麦飯
麦を挽き割りにする道具があって、それで砕いて米の足しにしていた。
乾燥した麦をそのまま機械の上にいれておいて、歯車を回したら下へ落ちてくる仕組み。それで半分から1/3くらいに砕いていた。
(編者注:挽き割りにするのは食べやすくするためと言われる。麦は大粒で吸水しにくいため。)
・僕らぁ、小学校の時は「学校から戻んて来たら麦を半分に引き割っちょっけよ」言われて、やらないかんかった。麦はそのまま乾燥させて置いちゃあるきよ、それでは炊いても食べれんじゃいか。それを機械に入れたら、落ちるときに半分から1/3に割れる、その割れたがを洗って入れて、ご飯を炊くのよ。そうすると食べよいのよ。

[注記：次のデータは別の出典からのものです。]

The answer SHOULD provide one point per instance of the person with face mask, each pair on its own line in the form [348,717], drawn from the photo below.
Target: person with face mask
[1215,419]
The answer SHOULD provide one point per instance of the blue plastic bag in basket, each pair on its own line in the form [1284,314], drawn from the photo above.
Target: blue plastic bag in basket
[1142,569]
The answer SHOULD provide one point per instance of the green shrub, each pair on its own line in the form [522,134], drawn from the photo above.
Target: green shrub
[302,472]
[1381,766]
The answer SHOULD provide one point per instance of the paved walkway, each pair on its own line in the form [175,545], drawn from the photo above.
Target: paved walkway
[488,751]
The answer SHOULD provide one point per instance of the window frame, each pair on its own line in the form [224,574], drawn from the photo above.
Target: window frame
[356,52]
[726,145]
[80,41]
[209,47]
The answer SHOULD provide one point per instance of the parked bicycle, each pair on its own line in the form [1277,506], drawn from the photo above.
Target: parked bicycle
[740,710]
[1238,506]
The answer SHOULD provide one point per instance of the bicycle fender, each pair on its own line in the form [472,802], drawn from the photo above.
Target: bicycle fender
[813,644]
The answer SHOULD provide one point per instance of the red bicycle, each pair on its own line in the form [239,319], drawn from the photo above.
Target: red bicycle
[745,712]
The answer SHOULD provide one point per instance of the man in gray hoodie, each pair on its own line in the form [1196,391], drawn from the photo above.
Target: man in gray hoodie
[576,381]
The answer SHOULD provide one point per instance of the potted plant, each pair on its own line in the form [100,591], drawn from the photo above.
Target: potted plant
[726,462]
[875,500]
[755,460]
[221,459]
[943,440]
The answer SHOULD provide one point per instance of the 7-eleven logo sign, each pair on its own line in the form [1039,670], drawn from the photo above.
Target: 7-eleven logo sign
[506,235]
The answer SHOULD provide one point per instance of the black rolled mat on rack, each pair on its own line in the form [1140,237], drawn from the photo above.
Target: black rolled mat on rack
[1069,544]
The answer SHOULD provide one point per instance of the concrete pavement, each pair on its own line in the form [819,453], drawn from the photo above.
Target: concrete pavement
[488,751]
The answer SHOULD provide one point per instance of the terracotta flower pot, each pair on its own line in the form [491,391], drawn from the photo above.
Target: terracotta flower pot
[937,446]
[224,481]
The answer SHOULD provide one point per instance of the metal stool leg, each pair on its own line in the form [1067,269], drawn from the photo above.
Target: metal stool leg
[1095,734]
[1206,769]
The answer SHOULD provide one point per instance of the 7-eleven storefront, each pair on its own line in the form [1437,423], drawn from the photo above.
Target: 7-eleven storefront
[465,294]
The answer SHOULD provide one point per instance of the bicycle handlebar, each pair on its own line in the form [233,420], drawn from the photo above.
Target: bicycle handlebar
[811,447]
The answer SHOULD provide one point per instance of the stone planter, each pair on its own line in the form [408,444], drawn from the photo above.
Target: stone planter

・なんぼも田んぼがない。家族がよけっじゃったき、米ばっかりは食べれんかったきね。食べるものがどっさりいるけ。
・中学校になったら、朝、「学校へ行く前に搗き屋へ行って、これ頼んじょけ」って言われて、自転車に積んで、搗き屋へ持って行って、「ひしゃぎ」にしてもらうのよ。麦をひしゃいでもらうと売りゆうような「ひしゃぎ」ができるがよ。それを米と一緒に炊いたらえい。お金もかかるけんどね。
・搗き屋は吉野から自転車で3~4分ばあかかるところにあった。学校へ行くのに遠回りになるけんどね。それを頼んじょいて、戻りにも遠回りになるけんど、寄って取って帰った。家まで戻るに、ちょっと重たいけんど、一生懸命自転車踏んで戻らないかんわ。
・お客さんが来てくれたときには、おかあは米ばかり炊いとった。お客さんが来たときは別に米だけ炊いてごちそうしよった。お米食べたかった。味が違うけん。米は違う。